IVF Babies at Risk

Double or Triple

United States researchers have announced that babies conceived during the course of in vitro fertilization are 2-4 times more likely to be born with certain types of birth defects than are those babies conceived without assisted reproductive techniques. It seems that in vitro fertilization babies have double or triple the chance of being born with cardiac disease resulting from holes in the heart. This is according to the research team from the United States Centers for Disease Control and Prevention, led by Jennita Reefhuis, an epidemiologist.

But that's not all. There's more bad news. Babies conceived through the help of in vitro fertilization have double the risk of being born with a cleft lip, as well as certain gastrointestinal birth defects, say the researchers. The unfortunate results of this study were written up in the journal Human Reproduction.

Cause Unclear

Researchers mitigate this awful news by letting us know that such defects are still rare in in vitro fertilization babies. The exact cause of the increased risk for birth defects is still not clear, according to the CDC researchers. The process of in vitro fertilization involves the combining of egg and sperm cells in a laboratory dish. When the mix results in an embryo, it is transferred into the woman's uterus.

Reefhuis feels that it's important that the results of this study be disseminated so that those couples considering in vitro fertilization can be aware of both the pros and the cons of this fertility treatment. Until now, said Reefhuis, the only known drawbacks to this procedure were the higher risk of multiple pregnancies and births, both of which have their own attendant risks, such as birth defects or developmental issues.
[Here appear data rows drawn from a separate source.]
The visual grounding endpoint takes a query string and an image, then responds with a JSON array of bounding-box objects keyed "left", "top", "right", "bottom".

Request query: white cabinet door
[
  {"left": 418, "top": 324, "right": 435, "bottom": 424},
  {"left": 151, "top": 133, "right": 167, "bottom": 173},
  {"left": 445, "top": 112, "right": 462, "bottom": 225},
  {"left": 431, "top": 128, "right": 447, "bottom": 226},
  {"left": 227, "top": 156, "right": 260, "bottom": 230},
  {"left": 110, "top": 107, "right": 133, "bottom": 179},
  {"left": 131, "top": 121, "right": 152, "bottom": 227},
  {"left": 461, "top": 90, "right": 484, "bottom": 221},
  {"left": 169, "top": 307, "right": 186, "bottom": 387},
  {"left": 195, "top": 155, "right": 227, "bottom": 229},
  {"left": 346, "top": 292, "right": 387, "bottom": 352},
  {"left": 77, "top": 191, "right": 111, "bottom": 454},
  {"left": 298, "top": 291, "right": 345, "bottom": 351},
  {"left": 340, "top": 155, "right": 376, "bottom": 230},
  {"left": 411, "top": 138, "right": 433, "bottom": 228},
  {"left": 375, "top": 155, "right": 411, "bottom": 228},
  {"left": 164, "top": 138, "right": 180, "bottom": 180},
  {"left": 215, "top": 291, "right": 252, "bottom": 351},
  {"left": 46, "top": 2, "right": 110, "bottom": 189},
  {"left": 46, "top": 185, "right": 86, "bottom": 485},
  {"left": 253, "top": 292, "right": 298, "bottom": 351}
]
Now that it is known that there is an overall increased risk for birth defects as separate from the issue of multiple pregnancy, couples need to reconsider their choices.

Many couples who have trouble conceiving a child decide to try in vitro fertilization with the result that some 50,000 such infants are born every year in the United States.  A total 1% of all United States infants are conceived using in vitro fertilization techniques every year, said the research team.

The study concentrated on 281 infants conceived through the use of in vitro fertilization or another technique which is less common, and is known as intracytoplasmic sperm injection, and compared this group to 14,095 infants conceived without fertility treatments. All the babies were from single as opposed to multiple births, since the latter is a subset already known to be at increased risk for birth defects.